Fecomércio/AC participa de ato público sobre Violências no trabalho

Ascom Fecomércio/AC

Ironia, gritos, brigas, são algumas das características de violências no trabalho sofridas por colaboradores. Com o objetivo de alertar empresas públicas a privadas, a Justiça do Trabalho, realizou nesta sexta-feira, 31 de agosto, ato público em alusão ao tema “Violências no trabalho: enfrentamento e superação”. O evento contou com a participação de magistrados, procuradores, servidores, sindicatos, sociedade civil organizada e entidades afins do mundo do trabalho.

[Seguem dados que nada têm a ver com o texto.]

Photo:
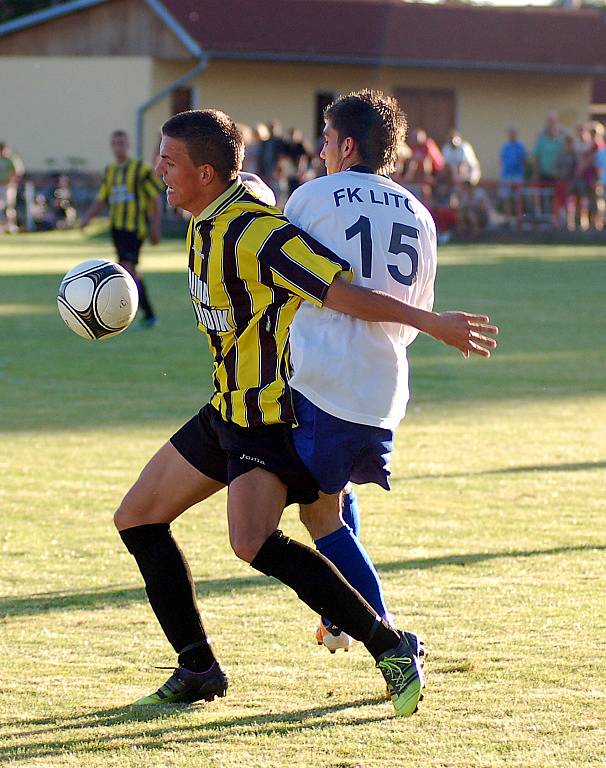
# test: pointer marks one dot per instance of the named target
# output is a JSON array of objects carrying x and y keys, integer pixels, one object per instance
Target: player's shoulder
[
  {"x": 311, "y": 188},
  {"x": 413, "y": 204}
]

A iniciativa faz parte do Programa Trabalho Seguro, coordenado pelo Tribunal Superior do Trabalho (TST) em conjunto com os tribunais regionais do trabalho, e visa discutir as principais violências psicológicas atualmente constatadas no meio laboral, tais como, assédio moral, assédio sexual, discriminação, violência organizacional, prevenção da violência, bullying, estratégias de pacificação no ambiente de trabalho, entre outras.

Egídio Garó, assessor da presidência e representante da Federação do Comércio de Bens, Serviços e Turismo do Estado do Acre - Fecomércio/AC, disse que o evento é muito importante para alertar empresários e funcionários públicos de modo geral, sobre este problema. “O assédio moral é um problema muito sérioe é que pode levar a consequências muito graves. Por isso, nós como representantes de uma categoria empresarial procuramos estar atentos a essas questões. De modo que através de eventos como este possamos levar informações sempre atualizadas”, explica Garó.

O procurador Anderson Silva, disse que era bem jovem quando sofreu assedio moral em seu local  de trabalho. “O assédio moral é algo muito delicado de lidar. Como foi dito neste evento, as consequências podem ser até irreversíveis. Quando um trabalhador procura a Justiça do Trabalho para relatar questões referentes a assédio moral, eu sei muito bem como é este sentimento. Eu tive a oportunidade de estudar e posteriormente passar em um concurso público. Mas existem muitas pessoas que não tem a mesma chance. Por isso, nosso objetivo é de alertar as pessoas sobre este grave problema”, ponderou o procurador.